The 1950’s was a decade that marked new advancements in diagnosis techniques of the disease. The most prominent technique was the sweat test developed by DR. Paul di Sant’ Agnese, in New York, during the heat wave of 1953. Along with new diagnosis developments, some of the first Cystic Fibrosis clinics were created in Baltimore, New York, Philadelphia, Boston, and San Francisco. The early clinics, however, were often too late in treating the disease and waited until the patient had severe pain.

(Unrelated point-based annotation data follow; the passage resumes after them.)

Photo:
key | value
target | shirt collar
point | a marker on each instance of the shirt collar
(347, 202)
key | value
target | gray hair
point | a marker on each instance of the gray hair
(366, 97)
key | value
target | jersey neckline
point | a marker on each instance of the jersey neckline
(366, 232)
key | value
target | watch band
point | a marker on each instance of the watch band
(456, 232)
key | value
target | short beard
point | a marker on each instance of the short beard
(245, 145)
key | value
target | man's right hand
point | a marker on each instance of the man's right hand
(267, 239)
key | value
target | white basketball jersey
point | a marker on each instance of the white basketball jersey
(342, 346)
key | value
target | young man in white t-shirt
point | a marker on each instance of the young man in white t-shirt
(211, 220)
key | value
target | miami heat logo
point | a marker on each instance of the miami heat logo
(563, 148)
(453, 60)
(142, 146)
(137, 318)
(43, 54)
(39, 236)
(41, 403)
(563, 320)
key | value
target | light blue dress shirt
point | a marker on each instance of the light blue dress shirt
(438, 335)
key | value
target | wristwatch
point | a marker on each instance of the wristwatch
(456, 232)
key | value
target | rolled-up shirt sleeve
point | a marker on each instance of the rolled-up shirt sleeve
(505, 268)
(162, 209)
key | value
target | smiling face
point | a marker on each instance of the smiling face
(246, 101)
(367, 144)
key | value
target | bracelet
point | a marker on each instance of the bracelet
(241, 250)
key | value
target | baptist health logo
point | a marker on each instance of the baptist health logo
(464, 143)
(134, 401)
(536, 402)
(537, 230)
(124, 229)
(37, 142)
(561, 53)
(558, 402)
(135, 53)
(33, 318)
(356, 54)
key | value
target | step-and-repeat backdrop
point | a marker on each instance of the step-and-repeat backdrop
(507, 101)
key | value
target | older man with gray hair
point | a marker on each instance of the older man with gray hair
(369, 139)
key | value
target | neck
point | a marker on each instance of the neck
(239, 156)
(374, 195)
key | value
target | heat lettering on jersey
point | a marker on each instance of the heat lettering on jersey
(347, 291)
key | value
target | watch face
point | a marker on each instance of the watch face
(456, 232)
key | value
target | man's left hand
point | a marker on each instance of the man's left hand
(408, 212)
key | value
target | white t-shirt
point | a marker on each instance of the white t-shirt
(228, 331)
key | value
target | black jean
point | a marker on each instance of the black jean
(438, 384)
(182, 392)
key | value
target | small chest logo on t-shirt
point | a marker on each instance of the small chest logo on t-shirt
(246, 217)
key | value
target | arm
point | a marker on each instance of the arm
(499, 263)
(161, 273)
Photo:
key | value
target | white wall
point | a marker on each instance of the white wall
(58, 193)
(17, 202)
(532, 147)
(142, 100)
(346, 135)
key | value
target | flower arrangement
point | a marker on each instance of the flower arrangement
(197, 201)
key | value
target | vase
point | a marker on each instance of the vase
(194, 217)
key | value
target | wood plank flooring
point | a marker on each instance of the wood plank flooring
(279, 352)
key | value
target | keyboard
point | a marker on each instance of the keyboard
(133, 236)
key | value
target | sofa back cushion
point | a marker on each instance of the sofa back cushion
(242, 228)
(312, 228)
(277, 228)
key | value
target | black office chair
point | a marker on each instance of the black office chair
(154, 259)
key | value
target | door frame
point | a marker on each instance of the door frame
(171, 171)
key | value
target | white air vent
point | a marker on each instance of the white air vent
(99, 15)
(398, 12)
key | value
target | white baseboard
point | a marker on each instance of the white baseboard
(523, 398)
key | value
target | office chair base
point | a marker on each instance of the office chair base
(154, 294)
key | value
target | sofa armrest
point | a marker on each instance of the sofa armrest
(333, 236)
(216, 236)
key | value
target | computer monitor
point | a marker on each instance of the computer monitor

To combat these bad treatment methods, in 1955, Dr. Shwachman proposed proper treatment for Cystic Fibrosis, which was early diagnosis, active early treatment, and proper nutrition. During the 1950’s, Dr. Archie Norman, began studying the effect of high fat diets as a treatment for Cystic Fibrosis. Finally, in the 1960’s Cystic Fibrosis awareness rose dramatically and there was the formation of clinics and research facilities to help Cystic Fibrosis. The organizations were formed by the rare CF survivors and the parents of CF victims.
The 1970’s was not a ground breaking decade for Cystic Fibrosis research. However, the fruition of high fat diets to treat the disease was seen. The 1980’s is said to have been the greatest decade in the history of Cystic Fibrosis research. As well as further advancements in treating the illness, the revolutionary discovery of the cystic fibrosis trans-membrane conductance regulator gene was made, by the scientist who would later go on to completing the Human Genome Project, In 1989.
A mutation of this gene directly causes Cystic Fibrosis. Not too long after the discovery of the Cystic Fibrosis gene, gene replacement therapies began as a new treatment method during the 1990’s. Finally during the 1990’s the first drug made to treat Cystic Fibrosis, mucolytic Pulmozyne, was approved by the Food and Drug administration. Research on Cystic Fibrosis continues today and will for years to come as there is currently no cure. Cystic Fibrosis is a horrible and painful disease that affects thousands of people worldwide.
Cystic Fibrosis affects 30,000 and it is one of the most common inherited diseases among Caucasians. About 1,000 new cases of CF are diagnosed each year. (National Heart, Lung, and Blood Institute) The median survival age of Cystic Fibrosis is now thirty seven years old, opposed to five years old fifty years ago. (Cystic Fibrosis Foundation) Advancements in the research of Cystic Fibrosis have been great and many, however, hopefully one day the history of Cystic Fibrosis will include a cure.